Berikut contoh klasik yang disebut Ramon: "Sebagai pria mapan, saya jauh dari kelemahan. Saya tidak merokok, tidak berjudi, tidak selingkuh, apalagi mabuk-mabukan. Mungkin hanya satu kelemahan saya... tukang bohong."

Menurut Ramon, dalam contoh itu, kalimat terakhir menjungkirbalikkan gambaran awal (set up) tentang sosok pria sebelumya. Kejutan pun muncul. Kalimat terakhir itu disebut punch dan berfungsi memancing tawa.

Ramon menjelaskan, set up/punch adalah struktur dasar dalam penulisan lelucon stand up. Bila ada lelucon yang tidak memiliki format set up dan punch yang jelas, maka materi itu belum bisa disebut stand up comedy. Sebab stand up comedy memang genre lawak yang sifatnya spesifik. Ini pula yang membedakan stand up comedy dari lawak tunggal yang biasa membawakan anekdot. "Sebelum orang mau stand up, dia harus tahu bedanya dengan lawak tunggal," tuturnya.

Dalam perkembangan di Barat, struktur dasar set up/punch memang terus berkembang jadi lebih kompleks. Selain itu, tema-tema stand up di Barat juga sangat bebas, sesuai dengan tradisi liberal. Joke-joke-nya bisa jorok, bahkan menyerang komunitas dan ideologi tertentu.

Salah satu contoh adalah komedian George Carlin (Amerika Serikat), yang joke-nya tentang aktivitas lingkungan sangat populer. "Saya capek dengan aktivis lingkungan.
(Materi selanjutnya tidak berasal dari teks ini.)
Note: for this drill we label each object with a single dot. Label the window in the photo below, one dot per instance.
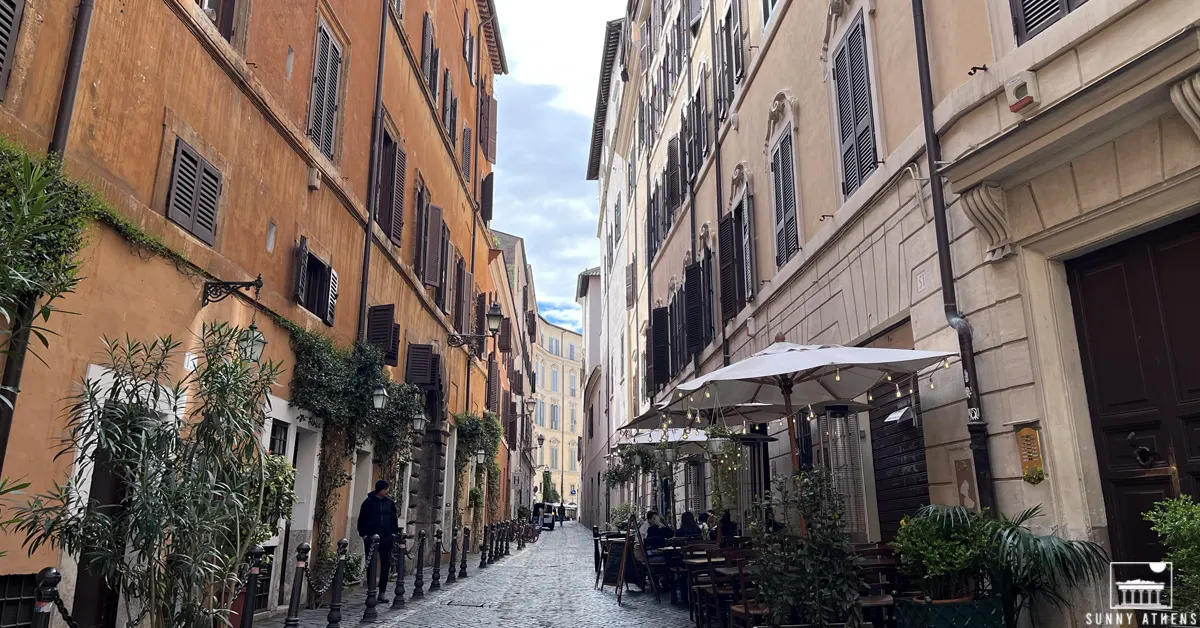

Mereka khawatir sekali dengan bumi. Mereka juga arogan, menganggap manusia mampu membahayakan bumi. Padahal, bumi baik-baik saja. Usianya sudah lima milyar tahun, sudah mengalami hal buruk: gempa, gunung meletus, pergeseran tektonik, pemisahan benua, badai matahari, badai magnetik, perubahan kutub magnet, badai es, bombardir komet dan asteroid selama ratusan tahun, dan para aktivis ini khawatir tentang... plastik?"

Ramon tidak terlalu sreg dengan joke-joke ofensif semacam itu. Menurut dia, kultur di Indonesia menuntut adanya batasan dalam stand up comedy. Di buku karyanya, Kiat Tahap Awal Belajar Stand Up Comedy Indonesia (dengan enak ia singkat jadi KiTAB SUCI), Ramon menulis bahwa para comic Indonesia haruslah menghindari SARAP (suku, agama, ras, antar-golongan, pornografi).

Sayangnya, booming stand up comedy di Indonesia sepanjang 2012 juga tidak bisa menghindari wilayah sensitif itu. Ramon bahkan melihat, saat ini sudah ada distorsi. Dari materi dari lelucon yang sudah sangat populer (dan aus di telinga), vulgar, sampai menghina orang atau institusi. "Saya nggak mau orang nanti mengidentikkan stand up dengan menghina-hina atau lelucon jorok," katanya.

Ia menyebut nama Soleh Solihun yang kerap muncul di Metro TV sebagai comic yang sering menyebutkan alat kelamin, nama binatang, dan umpatan dalam penampilannya. Ramon bahkan pernah mendengar ada seorang comic yang dipukuli setelah manggung di Pamulang, Banten. "Dia waktu stand up menghina-hina FPI," ujarnya.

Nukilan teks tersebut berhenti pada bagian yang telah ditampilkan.